1 files changed, 290 insertions, 0 deletions
diff --git a/protocol/protocol.py b/protocol/protocol.py
new file mode 100644
index 0000000..4298756
--- /dev/null
+++ b/protocol/protocol.py
@@ -0,0 +1,290 @@
+"""
+Core diagnostics for the FA evaluation protocol.
+
+The four diagnostics:
+
+  (a) residual_norms       — per-layer ||h_l||_2 on a fixed eval batch
+  (b) bp_grad_norms        — per-layer ||∂CE/∂h_l||_2 on a fixed eval batch
+  (c) cross_batch_direction_stability — cosine of normalized BP-grad direction
+                              across disjoint minibatches; high values
+                              indicate the reference vector is dominated by
+                              a sample-invariant global drift, NOT per-sample
+                              credit
+  (d) frozen-blocks accuracy — caller-supplied; the protocol just compares it
+                               to the headline accuracy of the trained network
+
+The protocol expects a model exposing a `return_hidden=True` mode that yields
+the per-layer residual stream as a list `[h_0, h_1, ..., h_L]`, plus the
+standard `out_ln` + `out_head` terminal stack.

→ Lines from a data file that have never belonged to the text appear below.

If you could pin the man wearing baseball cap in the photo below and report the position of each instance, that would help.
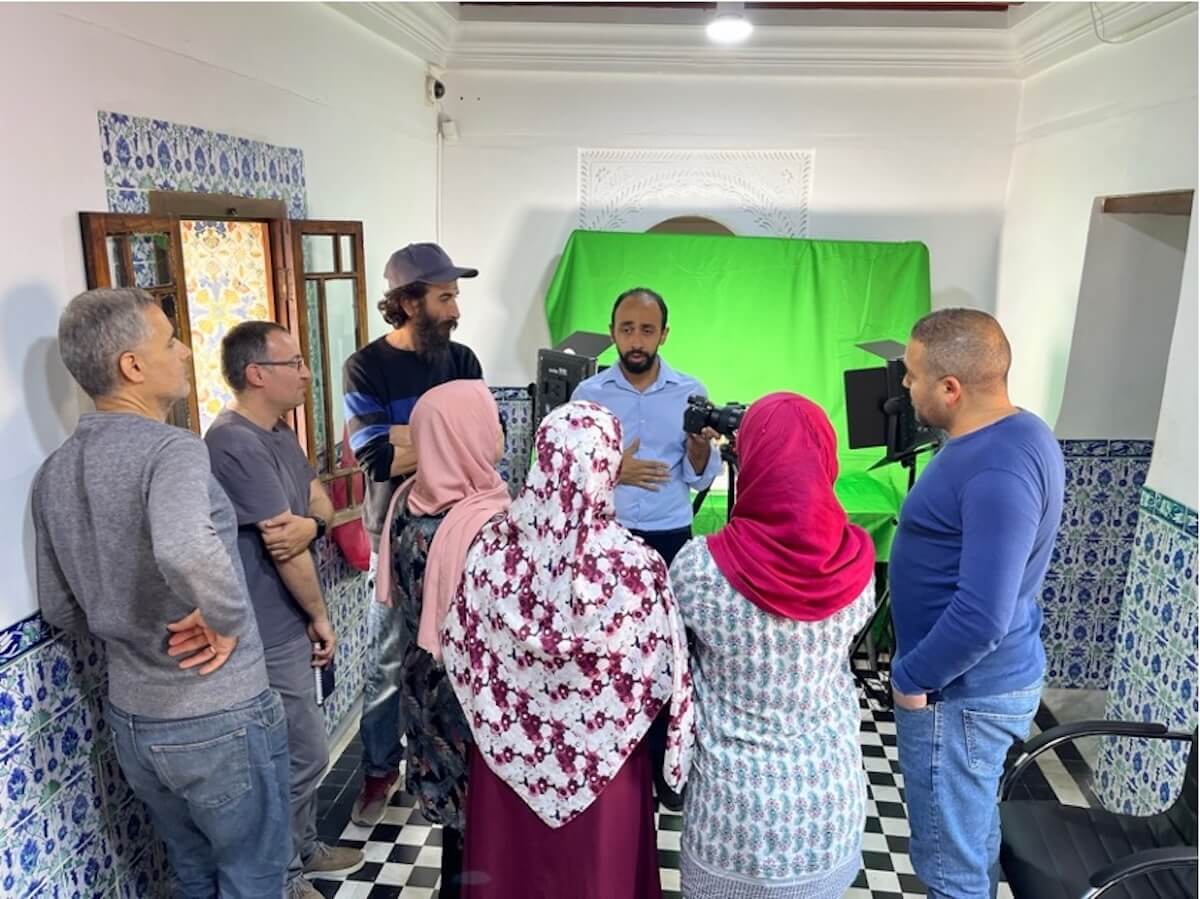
(383, 382)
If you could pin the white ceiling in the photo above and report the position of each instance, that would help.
(1017, 43)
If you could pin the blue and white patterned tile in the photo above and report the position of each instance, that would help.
(1139, 449)
(143, 154)
(75, 817)
(1155, 676)
(1084, 448)
(27, 857)
(18, 639)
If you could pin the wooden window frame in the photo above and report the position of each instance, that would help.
(288, 280)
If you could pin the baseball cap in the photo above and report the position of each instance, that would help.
(423, 262)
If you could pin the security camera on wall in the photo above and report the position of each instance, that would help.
(435, 88)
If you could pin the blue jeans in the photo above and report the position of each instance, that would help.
(381, 725)
(952, 756)
(217, 791)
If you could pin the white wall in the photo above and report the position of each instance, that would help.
(894, 160)
(297, 75)
(1128, 299)
(1117, 119)
(1173, 471)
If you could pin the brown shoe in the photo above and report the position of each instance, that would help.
(300, 888)
(334, 861)
(372, 802)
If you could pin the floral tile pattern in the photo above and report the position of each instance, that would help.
(228, 281)
(516, 412)
(1155, 670)
(1085, 587)
(142, 155)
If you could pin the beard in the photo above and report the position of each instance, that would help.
(639, 365)
(432, 336)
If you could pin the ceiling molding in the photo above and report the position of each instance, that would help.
(1039, 37)
(684, 49)
(1054, 33)
(424, 29)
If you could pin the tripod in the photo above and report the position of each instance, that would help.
(730, 456)
(879, 633)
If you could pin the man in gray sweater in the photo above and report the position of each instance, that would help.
(281, 511)
(137, 545)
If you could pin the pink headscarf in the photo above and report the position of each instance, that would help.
(789, 546)
(456, 431)
(565, 641)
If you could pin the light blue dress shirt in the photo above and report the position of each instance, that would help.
(655, 417)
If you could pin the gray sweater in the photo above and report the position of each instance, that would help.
(133, 532)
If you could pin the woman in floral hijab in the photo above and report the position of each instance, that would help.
(563, 645)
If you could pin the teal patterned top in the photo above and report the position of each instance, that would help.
(777, 789)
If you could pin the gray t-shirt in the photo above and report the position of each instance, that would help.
(265, 473)
(132, 533)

ResidualMLP and ViT-Mini in
+this repo both satisfy that contract; see the docstring of `diagnose` for the
+duck-typed interface.
+
+All metrics use `tensor.norm(dim=-1)` (L2 along the feature dim) — NEVER
+`tensor.norm(-1)` (which is L_{-1} of the entire tensor and is the bug behind
+several walk-backs in our project).
+"""
+from __future__ import annotations
+
+from typing import List, Sequence, Tuple, Optional
+
+import torch
+import torch.nn.functional as F
+
+from .report import DiagnosticReport, DiagnosticThresholds
+
+
+# --------------------------------------------------------------------------- #
+# Diagnostic (a): residual stream norm
+# --------------------------------------------------------------------------- #
+
+def residual_norms(model, x: torch.Tensor) -> List[float]:
+    """Per-layer median ||h_l||_2 on the eval batch.
+
+    Args:
+        model: must support `model(x, return_hidden=True) -> (logits, hiddens)`
+            where hiddens is `[h_0, ..., h_L]` (each (B, ..., d_hidden)).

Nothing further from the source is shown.